Они ехали в «крайслере» Исмаила по слепяще-белой заснеженной дороге, то тут, то там украшенной надломленными или упавшими зелеными ветками кедров и гемлоков. Буран прошел; неподалеку от улицы Лундгрена, на гребне холма стояли дети с санками и камерами и глядели вниз, в овраг, окруженный тонкоствольными ольхами и зарослями низкорослого, без листвы клена. Исмаил повернул на дорогу, ведущую к Индейскому холму, они проехали клубничные поля семьи Масуи, потом коровник с дойными коровами Торсенов и курятники Пэтси Ларсен. Хацуэ, положив рукавицы на колени, протянула руки к обогревателю.
— Сначала надо повидать Кабуо, — сказала она. — Надо все ему рассказать. Я хочу, чтобы он увидел эти записи.
— Присяжные собираются в восемь, — напомнил ей Исмаил. — Если успеем осмотреть шхуну Карла, приедем в суд во всеоружии. И дело закроют.
Хацуэ долго молчала, глядя на него. Смотря пристально, она отвела косу, положив ее на грудь.
— Ты знал об этом грузовом корабле? — наконец спросила она. — Ты ведь знал, так?

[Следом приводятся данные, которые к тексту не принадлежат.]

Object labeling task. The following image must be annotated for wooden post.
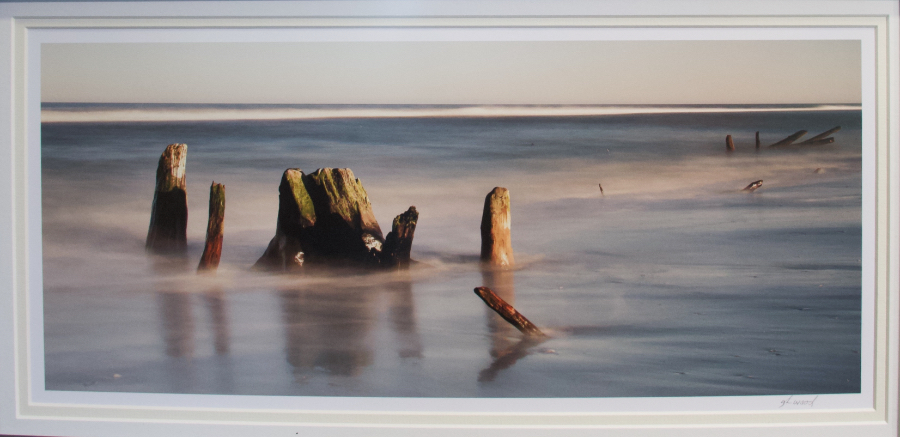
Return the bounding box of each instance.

— Вчера узнал, — ответил Исмаил. — И весь день думал, как поступить.
Хацуэ на это ничего не ответила; он посмотрел на нее.
— Прости, — сказал Исмаил. — Хотя как такое можно простить.
— Нет, я тебя понимаю. — ответила Хацуэ.
И кивнула; потом потерла руки и глянула в окно на окрашенный солнцем снег:
— Кругом так чисто! И так красиво!
— Да, — согласился Исмаил.
В отделении они разыскали шерифа; он склонился над столом, сидя рядом с электрическим обогревателем. Когда Арт увидел, как они вместе вошли к нему, он бросил ручку на край стола, встал и прикрыл глаза ладонью.
— Ну-ка… дайте угадаю… — сказал он. — Вы ко мне явно по делу.
Хацуэ вынула отчет береговой охраны, развернула листки и положила на середину стола.